Qu’importe la fin choisie par les joueuses et les joueurs lors de la conclusion du jeu, une chose demeure : V parvient à la fin d’un cycle. Son parcours l’a mené à se découvrir lui-même, à travers les échanges perpétuels partagés avec Silverhand, tout en apprenant à trouver sa place au sein de l’univers, ce qui est représenté par les différentes quêtes annexes et les liens tissés avec les personnages secondaires. C’est pour cette raison que Cyberpunk 2077 n’est pas un jeu comme les autres. Ce n’est pas un jeu dans lequel nous sauvons le monde. C’est un jeu dans lequel V décide de se sauver lui-même. Ou pas. Par extension, l’aventure force la réflexion et incite les joueurs à s’interroger sur leur propre rôle au sein de ce chaos universel. Dans Cyberpunk 2077, de nombreux tenants et aboutissants restent hors de portée du protagoniste, dont le développement personnel importe davantage que l’avenir du monde et de ses habitants. Ce n’est ainsi pas un hasard si chaque étape de l’épopée est rythmée par la découverte de cartes issues du jeu de Tarot, l’un des outils les plus efficaces quand il s’agit d’apprendre à se connaître soi-même.
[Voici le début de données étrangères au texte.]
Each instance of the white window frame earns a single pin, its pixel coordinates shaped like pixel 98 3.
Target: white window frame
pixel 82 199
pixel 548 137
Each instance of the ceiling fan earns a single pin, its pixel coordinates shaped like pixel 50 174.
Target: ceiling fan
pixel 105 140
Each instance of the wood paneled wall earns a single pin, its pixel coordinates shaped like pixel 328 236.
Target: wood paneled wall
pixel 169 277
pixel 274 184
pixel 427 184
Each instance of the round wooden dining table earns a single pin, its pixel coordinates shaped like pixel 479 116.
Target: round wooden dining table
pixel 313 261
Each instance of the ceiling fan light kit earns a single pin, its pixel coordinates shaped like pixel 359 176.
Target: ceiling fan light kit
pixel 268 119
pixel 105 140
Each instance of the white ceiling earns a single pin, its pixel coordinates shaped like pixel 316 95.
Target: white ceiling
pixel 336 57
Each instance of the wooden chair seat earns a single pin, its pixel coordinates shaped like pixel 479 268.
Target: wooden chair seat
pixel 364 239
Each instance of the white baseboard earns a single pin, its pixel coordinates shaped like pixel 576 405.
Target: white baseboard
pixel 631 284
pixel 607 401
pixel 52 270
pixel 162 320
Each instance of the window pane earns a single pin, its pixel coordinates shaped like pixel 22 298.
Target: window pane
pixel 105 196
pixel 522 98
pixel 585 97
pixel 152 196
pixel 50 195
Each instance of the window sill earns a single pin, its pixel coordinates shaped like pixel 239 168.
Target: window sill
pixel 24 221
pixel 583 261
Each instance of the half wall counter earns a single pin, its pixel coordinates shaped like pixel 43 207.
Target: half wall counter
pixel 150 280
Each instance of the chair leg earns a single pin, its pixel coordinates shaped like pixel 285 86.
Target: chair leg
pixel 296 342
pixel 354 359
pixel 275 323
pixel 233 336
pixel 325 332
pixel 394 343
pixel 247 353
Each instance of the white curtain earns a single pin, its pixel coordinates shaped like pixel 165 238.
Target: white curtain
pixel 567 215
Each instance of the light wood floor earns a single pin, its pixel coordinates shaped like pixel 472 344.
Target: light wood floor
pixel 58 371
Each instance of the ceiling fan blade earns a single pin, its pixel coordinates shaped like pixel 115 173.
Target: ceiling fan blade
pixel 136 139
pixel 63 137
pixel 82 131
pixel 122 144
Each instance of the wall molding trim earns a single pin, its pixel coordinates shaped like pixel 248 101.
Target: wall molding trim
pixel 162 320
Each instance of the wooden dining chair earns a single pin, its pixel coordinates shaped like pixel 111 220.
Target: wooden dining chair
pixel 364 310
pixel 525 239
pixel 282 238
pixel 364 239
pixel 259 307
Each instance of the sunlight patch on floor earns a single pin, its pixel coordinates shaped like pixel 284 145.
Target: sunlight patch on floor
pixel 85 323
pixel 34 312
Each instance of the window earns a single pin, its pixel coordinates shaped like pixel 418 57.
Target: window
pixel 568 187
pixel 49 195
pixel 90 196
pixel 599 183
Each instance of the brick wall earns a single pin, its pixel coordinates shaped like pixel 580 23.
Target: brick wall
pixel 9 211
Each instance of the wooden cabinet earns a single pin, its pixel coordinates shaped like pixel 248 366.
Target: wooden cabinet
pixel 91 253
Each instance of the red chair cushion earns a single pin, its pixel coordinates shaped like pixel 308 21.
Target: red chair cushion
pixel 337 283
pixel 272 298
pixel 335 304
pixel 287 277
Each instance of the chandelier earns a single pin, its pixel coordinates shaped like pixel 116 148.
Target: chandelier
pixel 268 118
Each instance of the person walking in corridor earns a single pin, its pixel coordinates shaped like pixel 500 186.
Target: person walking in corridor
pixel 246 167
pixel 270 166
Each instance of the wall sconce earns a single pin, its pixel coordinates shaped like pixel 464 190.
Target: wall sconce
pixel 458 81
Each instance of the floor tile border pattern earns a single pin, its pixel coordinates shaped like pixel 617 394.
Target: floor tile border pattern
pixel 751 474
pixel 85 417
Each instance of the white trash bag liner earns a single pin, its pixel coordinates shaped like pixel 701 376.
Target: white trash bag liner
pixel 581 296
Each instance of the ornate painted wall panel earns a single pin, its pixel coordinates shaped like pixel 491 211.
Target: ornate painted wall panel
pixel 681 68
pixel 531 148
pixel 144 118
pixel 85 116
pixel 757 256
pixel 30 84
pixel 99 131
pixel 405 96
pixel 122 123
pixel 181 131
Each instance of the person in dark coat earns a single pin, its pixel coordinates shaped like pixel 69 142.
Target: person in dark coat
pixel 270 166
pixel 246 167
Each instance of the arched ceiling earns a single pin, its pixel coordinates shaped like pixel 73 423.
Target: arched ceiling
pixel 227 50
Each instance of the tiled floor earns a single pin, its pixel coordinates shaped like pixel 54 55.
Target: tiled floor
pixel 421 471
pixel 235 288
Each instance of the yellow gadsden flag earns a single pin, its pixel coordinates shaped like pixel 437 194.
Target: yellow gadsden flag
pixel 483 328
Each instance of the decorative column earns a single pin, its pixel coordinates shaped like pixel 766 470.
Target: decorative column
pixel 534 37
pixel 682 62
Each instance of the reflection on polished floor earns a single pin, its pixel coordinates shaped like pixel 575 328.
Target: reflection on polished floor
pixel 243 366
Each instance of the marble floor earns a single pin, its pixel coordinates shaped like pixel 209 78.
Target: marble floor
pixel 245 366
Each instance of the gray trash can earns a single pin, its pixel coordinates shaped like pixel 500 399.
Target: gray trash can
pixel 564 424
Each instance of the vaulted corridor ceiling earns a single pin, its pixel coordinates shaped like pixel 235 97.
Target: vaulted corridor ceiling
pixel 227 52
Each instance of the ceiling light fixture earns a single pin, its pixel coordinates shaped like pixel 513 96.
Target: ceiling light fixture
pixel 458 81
L'entrée du temple bouddhiste.
L’entrée du temple bouddhiste.

De la même manière, la présence de choix multiples lors des dialogues, s’ils ne bousculent pas le déroulement de la trame principale, n’en servent pas moins un autre objectif, bien plus malin. Les réponses données tout au long du jeu n’ont en effet aucunement pour but de changer drastiquement les événements contés par l’équipe de développement, laquelle se cantonne à raconter l’histoire souhaitée depuis le départ, mais servent au contraire de miroir quant à la personnalité des joueurs. Ces choix en disent en réalité bien plus sur nous que ce que nous pouvons imaginer, et s’ils servent bien évidemment l’immersion, ils n’en demeurent pas moins les témoins numériques de nos convictions et croyances.

En plongeant dans les pensées de V, nous arpentons en réalité les nôtres dans le but, qui sait, d’en ressortir grandis.